Confirmed invited speakers | Exploration and Exploitation 3

(order is the same than in the schedule)

Leon Bottou ,Jonas Peters, D. Max Chickering, Patrice Simard.

Title: Causal reasoning and Learning Systems.

Abstract: Using the ad placement problem as an example, we describe an
intricate link between causation and the interpretation of
experimental data in learning systems. Following the lead gives
(a) a “non-regret” perspective on exploration/exploitation decisions,
(b) means to leverage the fine structure of the causal graph,
(c) interesting differential techniques,
(d) plenty of open questions.

Emilie Kaufmann

Title: On Bayesian Upper Confidence Bounds for Bandits Problems and Optimality of Thomson sampling

Abstract: We present here two algorithms based on Bayesian modelling of the MAB, that are proved to be optimal in term of frequentist regret. The first, Bayes-UCB uses a Bayesian Upper Confidence Bound based on quantiles of the posterior distribution as an index. The second is Thompson Sampling, a randomized Bayesian algorithm dating back to 1933 whose first finite-time regret analysis was proposed at COLT (2012) and for which we now have an optimal finite-time analysis.

Sebastien Bubeck

Title: Two basic problems in finite stochastic optimization

Abstract: I will present a new theoretical perspective on two basic problems arising in stochastic optimization. The first one is arguably the most elementary problem in stochastic optimization: assume that one wants to find the maximum of function defined on a finite set, and that one is given a budget of n noisy evaluations. What is the best sequential allocation procedure for the evaluations?

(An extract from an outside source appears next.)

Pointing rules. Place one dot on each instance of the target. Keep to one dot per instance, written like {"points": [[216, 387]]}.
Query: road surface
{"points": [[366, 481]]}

The second problem that I will discuss is inspired from the issue of security analysis of a power system. We formalize this problem as follows: Let X be a set, and A a subset of X of “interesting” elements in X. One can access X only through requests to a finite set of probabilistic experts. More precisely, when one makes a request to the i^th expert, the latter draws independently at random a point from a fixed probability distribution P_i over X. One is interested in discovering rapidly as many elements of A as possible, by making sequential requests to the experts.

Warren B. Powell

Title : The knowledge gradient for optimal learning

Abstract : The knowledge gradient is a policy for efficiently learning the best of a set of choices by maximizing the marginal value of information, a form of steepest ascent for a belief model. The policy has no tunable parameters, and has been adapted to both online (bandit) and offline (ranking and selection) problems. Versions of the knowledge gradient have been derived for both discrete and continuous alternatives, and a variety of Bayesian belief models including lookup tables with correlated beliefs, parametric models and two forms of nonparametric models. We have also derived the knowledge gradient for a robust (min-max) objective. We report on comparisons against popular policies such as Boltzmann, epsilon-greedy, interval estimation and UCB policies. We will discuss applications in drug discovery (a problem with 90,000 alternatives) and the tuning of parameters for black-box simulations (vector-valued continuous parameters). Additional information may be found at http://optimallearning.princeton.edu.